Identical twins Miki and Julie Collins trap, hunt, fish, and garden in Alaska's wilderness just north of Denali National Park in Alaska's vast interior. Their closest companions are loyal sled dogs and Icelandic horses, which eat fish and can withstand northern extremes. Whether taking a 1,900-mile excursion around Alaska by dog sled, defending their huskies from a charging grizzly, or dealing with a panicked horse in an airborne plane, the Collins sisters offer a new perspective on life in the northland. Theirs is an unusual lifestyle even by Alaska standards.
Really interesting book about a life tougher than I'll ever live. I appreciated the pragmatic perspective of the sisters, their humorous acceptance of getting into and out of scrapes, their can-do attitude about the backbreaking work involved in their profession, and their sharing of the cultures and people they interact with along the way. While I feel cold even reading about fifty below as a temperature, I'm impressed with them for rolling with it!
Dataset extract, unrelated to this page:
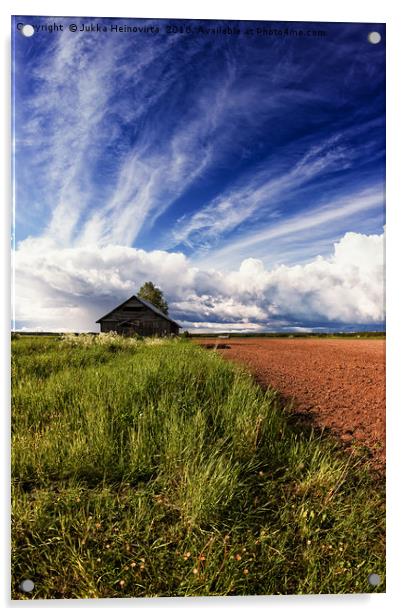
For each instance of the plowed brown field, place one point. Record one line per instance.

An enjoyable account by two women, Julie and Miki Collins, living in the wilderness of Alaska near Denali. This book focuses on some of their trips and adventures with dogs, sleds, and Icelandic horses, including their introduction to the horses and the challenges of learning to work with them in remote and sometimes inhospitable places. The book is well-written and the adventures are always interesting, sometimes inspiring. One cannot help but come away with a great deal of respect for these women, who approach all of these incredible challenges and adventures in such a matter-of-fact way - living the life they love and dealing with problems as they arise.
Riding the Wild Side of Denali: Alaska Adventures with Horses and Huskies is an intense book in one sense. It recounts scary events, a couple of very long and adventurous trips by dogsled and quite a bit of the details of a very challenging life. There is something unsatisfying about it also. How they came to live where and how they do is a complete mystery. I recently ready Seth Kantner’s Shopping for Porcupine, and the contrast is notable. Seth Kantner both explains and questions how he came to be in northern Alaska. Julie and Miki do none of that and write very little about the other people who live in the area. This last thing is a notable lack, especially when they stop to visit people they know along the way on a dog-sledding trip and, while there is a photo, there is nothing about how the person fits into their lives or anything else about them. The twins are certainly brave and scrappy and adventurous and much more competent then I could ever be, but the adventures can seem, at least to me, a bit fool-hardy That makes the extremities of the adventures feel pointlessly dangerous, especially when the horses and dogs are endangered. Trapping is a part of their lives and although they talk about the immense amount of physical work involved and don’t mention the animals, I know this is can be a horrible way for animals to die.
Got this book as a kid and have reread it many times over the years. Love the stories and glimpses of life in rural Alaska. Nice thing about the ebook over my very worn paperback is that there was an epilogue/authors' note added in 2017. It's only a few pages but gives a brief update on how the Collins' are doing and some of the changes in their lives in the decades since the events of the book. Hope they find the time to write a follow up some day.
As always, I love these ladies. Their lifestyle entails so much physical labor but I'll be damned if it's not a better way of life. Forever envious and living vicariously through these twins who are over twice my age.
More amazing adventures from Interior Alaska's own Trapline Twins - don't miss the chapter on how they airlifted one of their Icelandic ponies home...and what happened when the tranquilizer wore off!